進んでいく際にも羅針盤の一筋の光が燈っていたが奥に行く連れだんだんと強くなってきた。 どうやら欠片に近いようだ。2人は歩き進めるとある空間にたどりついた。その壁にだけ古代文字が掘り込まれた部屋だ。 所々が欠けているせいか、今此処で解読するのは難解だとヴァンは考え、 彼は一文字一文字書き留めていった。
 だがジルハは足音がするのに気がついた。ゆっくりだがこちらへと近づいてくるのだ。 ヴァンとジルハに緊張が奔った。さすがの2人も警戒し剣を抜き取り壁へと身を寄せた。 そして足音の人物が部屋へと入った瞬間だった。
「誰だ!」
 先に飛び出したのはジルハだった。剣先を相手の首先に向け反応を伺った。
「カナタ……?」
 だがヴァンは向けた相手にそういった。意外といえどびっくりした表情で相手を見ている。 相手も剣先を向けられて両手を軽くあげている、動じていない様子だ。 どうやら2人は顔見知りのようだったのでジルハは剣をおろした。

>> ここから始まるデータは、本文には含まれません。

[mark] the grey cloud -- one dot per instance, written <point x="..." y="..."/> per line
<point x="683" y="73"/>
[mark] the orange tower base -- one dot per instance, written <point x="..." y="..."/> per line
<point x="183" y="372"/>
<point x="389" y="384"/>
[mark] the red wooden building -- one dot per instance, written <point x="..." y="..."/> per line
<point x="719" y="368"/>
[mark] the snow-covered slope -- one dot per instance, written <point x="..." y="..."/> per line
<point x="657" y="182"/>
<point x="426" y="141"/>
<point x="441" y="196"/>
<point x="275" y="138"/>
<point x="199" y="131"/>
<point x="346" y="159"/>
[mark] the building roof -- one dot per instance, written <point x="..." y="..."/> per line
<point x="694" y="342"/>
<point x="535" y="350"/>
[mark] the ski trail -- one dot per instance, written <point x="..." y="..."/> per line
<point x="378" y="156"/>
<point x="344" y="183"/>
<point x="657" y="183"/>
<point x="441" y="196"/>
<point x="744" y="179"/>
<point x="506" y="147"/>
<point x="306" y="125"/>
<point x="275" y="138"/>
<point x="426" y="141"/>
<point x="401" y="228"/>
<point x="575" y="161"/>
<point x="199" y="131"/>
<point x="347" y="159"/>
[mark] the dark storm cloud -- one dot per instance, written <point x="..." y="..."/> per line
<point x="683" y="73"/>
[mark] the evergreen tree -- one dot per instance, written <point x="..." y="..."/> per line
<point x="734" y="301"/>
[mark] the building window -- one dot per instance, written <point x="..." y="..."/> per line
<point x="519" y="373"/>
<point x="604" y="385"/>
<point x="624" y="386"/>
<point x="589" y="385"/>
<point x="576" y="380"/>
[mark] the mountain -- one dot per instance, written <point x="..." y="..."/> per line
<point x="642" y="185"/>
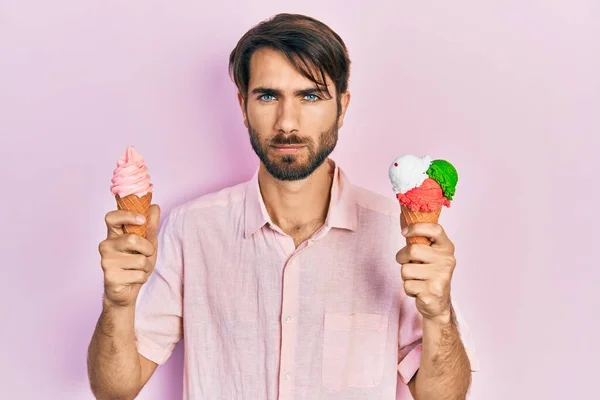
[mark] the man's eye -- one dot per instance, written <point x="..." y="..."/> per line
<point x="267" y="97"/>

「おー、ヴァン久しぶりー。お前連絡よこさなかったなー?」
 漆黒の短髪をまとめており、尖った耳は異様だった。 瞳は人とは違う何かを感じる。着ている服装は民族衣装のようだ。 背はヴァンより少し高かったせいかジルハはむっとした態度だった。
「……誰だよ」
「えっと、こいつは――」
 ヴァンが答えようとしたとき、カナタと呼ばれた人物の声によってさえぎられた。
「俺はーカナタっていうんだ。紅月所属・トレジャーハンター兼医者やってる……そういやお前の名前は?」
「……ジルハ」
 疑わしく彼はそう答えた。人見知りをするジルハにとってそう簡単に信じられるものではないのだ。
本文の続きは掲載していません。